Firefighters Help Plainfield Veteran Proudly Display the Stars and Stripes
When members of the Plainfield Fire Protection District saw that Army Spc. Frank Pierson had a broken flag pole, they took action.
When members of the Plainfield Fire Protection District learned that an injured Plainfield veteran was receiving a customized vehicle — thanks to a fundraiser coordinated by the Associated Firefighters of Illinois and Local 2 of the Chicago Firefighters Union — they wanted to help out.
On Veterans Day, firefighters showed up at Army Spc. Frank Pierson’s home in the Creekside Crossing neighborhood to give him a lift to Soldier Field, where he and Army Ranger Sgt. Tory Honda would be presented with their new wheels. Pierson, who lost both his legs while serving in Iraq, received a customized vehicle that he can drive using just his hands.
But there was a problem.
“When we picked him up, we noticed his flag pole was broken,” Deputy Fire Chief Jon Stratton said.
Windy conditions had broken not one, but three flag poles at the home Pierson shares with his wife, Arielle.
“We said, ‘That isn’t right,’” Stratton said.

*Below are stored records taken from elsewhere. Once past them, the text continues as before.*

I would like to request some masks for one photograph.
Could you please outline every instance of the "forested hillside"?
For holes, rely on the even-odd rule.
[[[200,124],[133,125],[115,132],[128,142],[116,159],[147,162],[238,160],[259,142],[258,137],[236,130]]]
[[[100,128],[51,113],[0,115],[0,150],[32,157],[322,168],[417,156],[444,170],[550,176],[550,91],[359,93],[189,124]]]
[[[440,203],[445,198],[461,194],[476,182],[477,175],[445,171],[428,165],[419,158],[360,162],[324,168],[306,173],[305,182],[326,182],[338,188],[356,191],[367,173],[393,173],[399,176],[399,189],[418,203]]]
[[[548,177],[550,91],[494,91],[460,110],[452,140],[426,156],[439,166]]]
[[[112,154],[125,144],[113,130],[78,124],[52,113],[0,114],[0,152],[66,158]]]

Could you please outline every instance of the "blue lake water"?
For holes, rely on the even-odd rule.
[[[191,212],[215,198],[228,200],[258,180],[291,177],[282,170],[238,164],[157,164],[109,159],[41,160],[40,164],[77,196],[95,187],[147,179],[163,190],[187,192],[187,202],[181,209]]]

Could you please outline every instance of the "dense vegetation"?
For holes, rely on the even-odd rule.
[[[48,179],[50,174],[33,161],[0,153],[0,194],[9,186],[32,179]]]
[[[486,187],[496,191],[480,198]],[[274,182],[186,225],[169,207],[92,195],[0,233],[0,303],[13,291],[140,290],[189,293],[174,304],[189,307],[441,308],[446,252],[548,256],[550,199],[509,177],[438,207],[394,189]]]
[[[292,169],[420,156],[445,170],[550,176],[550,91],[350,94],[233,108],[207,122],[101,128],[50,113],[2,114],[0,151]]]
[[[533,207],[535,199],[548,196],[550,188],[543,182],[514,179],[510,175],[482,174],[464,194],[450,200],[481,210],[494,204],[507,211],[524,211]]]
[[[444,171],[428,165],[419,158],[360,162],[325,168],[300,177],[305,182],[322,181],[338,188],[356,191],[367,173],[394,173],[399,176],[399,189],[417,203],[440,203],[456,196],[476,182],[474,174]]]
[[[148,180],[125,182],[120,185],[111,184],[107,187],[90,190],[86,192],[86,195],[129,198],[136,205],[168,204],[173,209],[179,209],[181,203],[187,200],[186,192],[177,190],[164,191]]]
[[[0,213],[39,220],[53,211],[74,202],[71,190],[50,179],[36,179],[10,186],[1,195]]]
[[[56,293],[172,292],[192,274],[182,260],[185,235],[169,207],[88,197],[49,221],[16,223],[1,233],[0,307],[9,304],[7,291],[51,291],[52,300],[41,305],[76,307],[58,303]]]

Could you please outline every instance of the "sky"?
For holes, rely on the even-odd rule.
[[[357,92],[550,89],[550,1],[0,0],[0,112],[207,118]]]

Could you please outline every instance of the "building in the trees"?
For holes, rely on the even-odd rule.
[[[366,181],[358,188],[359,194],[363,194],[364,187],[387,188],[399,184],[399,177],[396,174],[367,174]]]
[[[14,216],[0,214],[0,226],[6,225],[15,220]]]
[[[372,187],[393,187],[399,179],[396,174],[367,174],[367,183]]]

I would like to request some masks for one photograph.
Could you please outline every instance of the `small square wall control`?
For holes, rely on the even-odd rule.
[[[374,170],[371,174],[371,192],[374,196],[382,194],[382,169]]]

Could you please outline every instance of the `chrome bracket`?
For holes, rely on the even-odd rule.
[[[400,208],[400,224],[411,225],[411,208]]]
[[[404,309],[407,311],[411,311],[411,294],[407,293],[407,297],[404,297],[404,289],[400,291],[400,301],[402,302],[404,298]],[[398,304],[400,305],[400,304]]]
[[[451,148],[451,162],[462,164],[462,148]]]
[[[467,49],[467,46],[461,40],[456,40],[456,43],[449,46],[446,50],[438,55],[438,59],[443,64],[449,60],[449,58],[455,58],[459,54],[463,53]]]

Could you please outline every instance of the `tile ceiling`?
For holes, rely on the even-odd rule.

As luck would have it, Plainfield firefighter Ray Crompton happened to know someone who could help. He called upon his brother, Iron Workers Local 444 member Jeff Crompton, to help provide the manpower needed to install a sturdy aluminum flag pole to replace the broken fiberglass pole.
Crompton said the Plainfield Fire Protection District was able to get a good price on an American flag and a flag pole from Admiral Flag Poles out of Columbus, Ohio.
But they went one step further.
“Frank had mentioned he always wanted to be able to fly an Army flag,” Crompton said.
Again, a Plainfield firefighter came to the rescue. Firefighter Jason Ewing was able to get in touch with a relative who is a commander at Fort Bragg, North Carolina, Crompton said.
“They said, ‘Don’t worry about it. We’ll get the flag for you,'" Crompton said.
Just before Christmas, Plainfield firefighters loaded up the flag pole on a fire truck and headed out to the Piersons' home to get to work. With the help of the volunteer iron workers, they installed the flag pole so that Pierson could proudly fly both the U.S. and Army flags.
“We had a great time doing it and we got to see Frank smile a lot,” Crompton said.